Across all treatment arms, intercurrent illness or adverse events (AEs) were primarily responsible for early treatment discontinuation. Dose reduction of at least 20% with any of the agents were necessary in at least once in 14.8% of the patients in the chemoimmunotherapy group, and 37.4% of patients in the venetoclax/obinutuzumab/ibrutinib group. Treatment discontinuation because of AEs were necessary in 15.3% of patients in the chemoimmunotherapy group, 5.9% of patients in the venetoclax/rituximab group, 5.7% of patients in the venetoclax/obinutuzumab group and 12.6% of patients receiving the triplet combination.
With all the treatment regimens, cytopenia and infections represented the most common grade 3 and 4 AEs. Serious AEs were reported in 47.7% of patients receiving chemoimmunotherapy, 40.1% of patients receiving venetoclax/rituximab, 44.7% of patients receiving venetoclax/obinutuzumab, and 50.2% of patients receiving venetoclax/obinutuzumab/ibrutinib.

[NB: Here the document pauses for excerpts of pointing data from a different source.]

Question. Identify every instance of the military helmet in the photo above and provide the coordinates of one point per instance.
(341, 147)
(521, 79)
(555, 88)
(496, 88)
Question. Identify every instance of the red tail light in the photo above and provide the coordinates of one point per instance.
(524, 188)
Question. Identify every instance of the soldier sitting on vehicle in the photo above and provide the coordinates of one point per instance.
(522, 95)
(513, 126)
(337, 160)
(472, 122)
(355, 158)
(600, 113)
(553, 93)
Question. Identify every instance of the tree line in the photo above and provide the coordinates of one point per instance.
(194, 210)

During the trial, 36 patients (3.9%) experienced fatal AEs, this included 10 patients in the chemoimmunotherapy (4.6%), 8 patients in the venetoclax-rituximab group (3.4%), 9 in the venetoclax/obinutuzumab group (3.9%), and 9 patients in the venetoclax/obinutuzumab/ibrutinib group (3.9%). Twelve deaths occurred in the timeframe leading up to week 12, and 24 deaths occurred during follow-up.

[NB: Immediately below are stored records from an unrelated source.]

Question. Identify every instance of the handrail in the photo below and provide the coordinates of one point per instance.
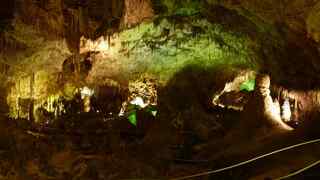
(248, 161)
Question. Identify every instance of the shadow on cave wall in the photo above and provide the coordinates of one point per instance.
(185, 106)
(290, 58)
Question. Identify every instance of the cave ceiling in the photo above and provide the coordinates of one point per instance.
(162, 36)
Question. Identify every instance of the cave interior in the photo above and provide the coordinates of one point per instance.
(159, 89)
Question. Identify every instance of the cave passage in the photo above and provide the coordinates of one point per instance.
(159, 89)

In addition, 6, 4, 6, and 2 patients, respectively, receiving chemoimmunotherapy, venetoclax/rituximab, venetoclax/obinutuzumab, and venetoclax/obinutuzumab/ibrutinib, experienced Richter’s transformation and their disease progressed to either diffuse large B-cell lymphoma or Hodgkin lymphoma. Secondary neoplasia occurred in 16.7%, 8.9%, 10.1% and 10.4% of these patients, respectively.
“With improved survival even among patients with advanced-stage CLL, secondary neoplasia has an increasing effect on overall life expectancy,” the investigators wrote. “Therefore, reducing the risk of secondary neoplasia might influence the choice of treatment, particularly in patients with CLL that expresses mutated IGHV.”

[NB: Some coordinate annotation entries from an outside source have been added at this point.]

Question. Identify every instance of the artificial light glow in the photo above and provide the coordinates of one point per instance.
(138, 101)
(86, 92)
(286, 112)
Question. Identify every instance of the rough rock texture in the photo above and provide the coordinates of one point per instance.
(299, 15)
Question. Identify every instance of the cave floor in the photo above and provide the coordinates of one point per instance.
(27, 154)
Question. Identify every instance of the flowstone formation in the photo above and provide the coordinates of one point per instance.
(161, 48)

They concluded by noting that the toxic effect profiles across the 3 experimental groups were similar. They pointed out that the incidence of tumor lysis syndrome (TLS) was higher than in the CLL14 trial (NCT02242942). Of note, no deaths in the trial were attributed to TLS. The triplet regimen was also associated with a higher rate of TLS (8.2%) than what had previously been reported with venetoclax/ibrutinib; they hypothesize that this is related to the simultaneous administration of obinutuzumab with ibrutinib, which led to rapid CLL cell depletion. Investigators also acknowledged that the rate of atrial fibrillation was higher in the triplet regimen arm (7.8%) than had been previously reported in the E1912 trial (NCT02048813; 4.5% with ibrutinib alone). They were not able to explain this finding, although they speculate that the higher median patient age in this trial (61 years vs 58 years) may be a contributing factor.
According to the investigators, the findings from this trial confirm the efficacy of the triplet combination regimen, but the data cannot answer whether this treatment provides greater benefit than continuous BTK inhibitor therapy or doublet combinations with BLC2 inhibitors. Moreover, they acknowledge that some of the benefits of venetoclax/obinutuzumab/ibrutinib are lessoned by the need for dose reduction and early treatment discontinuation, because of AEs.
To that end, they note that the ongoing phase 3 CLL17 trial (NCT04608318) seeks to compare the benefit of venetoclax regimens (venetoclax/obinutuzumab and venetoclax/ibrutinib) to treatment with a continuous BTK inhibitor (ibrutinib).2
Editor’s Note: This research was supported by AbbVie, Janssen, and Roche.